In der mündlichen Verhandlung trägt die Einsprechende vor, dass das Verfahren des erteilten Patentanspruchs 1 keine eindeutige zeitliche Reihenfolge der Verfahrensschritte vorgebe und daher bereits durch die E8 neuheitsschädlich vorweggenommen sei, weil diese Druckschrift bereits eine Pickup-Einheit zur Aufnahme eines Werkstücks durch die Werkstückspindel mittels eines Spannmittels von einer Transporteinrichtung und auch ein auf das Werkstück aufgefädeltes Werkzeug zeige, so dass sich die im Patentanspruch 1 aufgeführten Verfahrensschritte dem Fachmann von alleine erschließen würden. Doch auch für den Fall, dass der Patentanspruch 1 eine zeitliche Reihenfolge vorgebe, sei dieser durch eine Zusammenschau einer der Druckschriften nach der E6, E7 oder E8 in Verbindung mit der Druckschrift E1 nahe gelegt.

Die Einsprechende stellt den Antrag, das Patent zu widerrufen.

Die Patentinhaberin beantragt, das Patent mit der Maßgabe aufrechtzuerhalten, dass die Patentansprüche 5 und 6 durch die in der mündlichen Verhandlung eingereichte Fassung ersetzt werden.

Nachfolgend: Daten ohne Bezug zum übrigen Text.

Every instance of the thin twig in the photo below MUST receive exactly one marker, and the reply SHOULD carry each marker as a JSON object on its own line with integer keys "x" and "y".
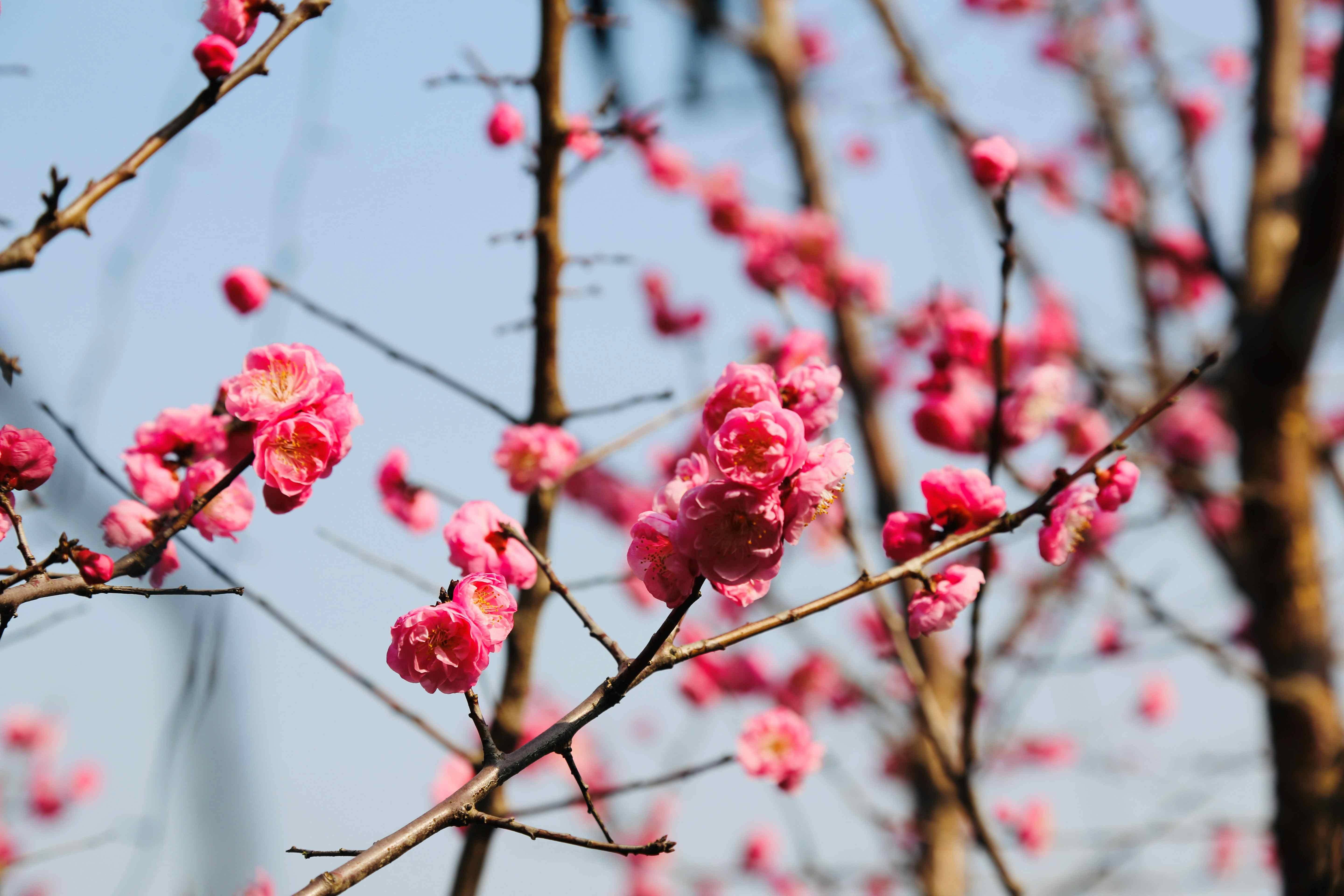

Die Patentinhaberin tritt dem Vorbringen der Einsprechenden entgegen und führt aus, dass der erteilte Patentanspruch 1 in klarer Weise eine zeitliche Abfolge vorschreibe, wie es auch in der Beschreibung des Streitpatents an verschiedenen Stellen offenbart sei. Die von der Einsprechenden vorgenommene Kombination der Druckschriften E6, E7 oder E8 mit der E1 entspringe einer unzulässigen Expost Betrachtung, weil keine der von der Einsprechenden herangezogenen Druckschriften mit Pickup-Einheit, insbesondere keine der Druckschriften E6, E7 oder E8, das Auffädeln eines Werkzeugs in einem Werkstück zum Inhalt hätten oder es nahe legten. Das gleiche gelte für die behaupteten Vorbenutzungen.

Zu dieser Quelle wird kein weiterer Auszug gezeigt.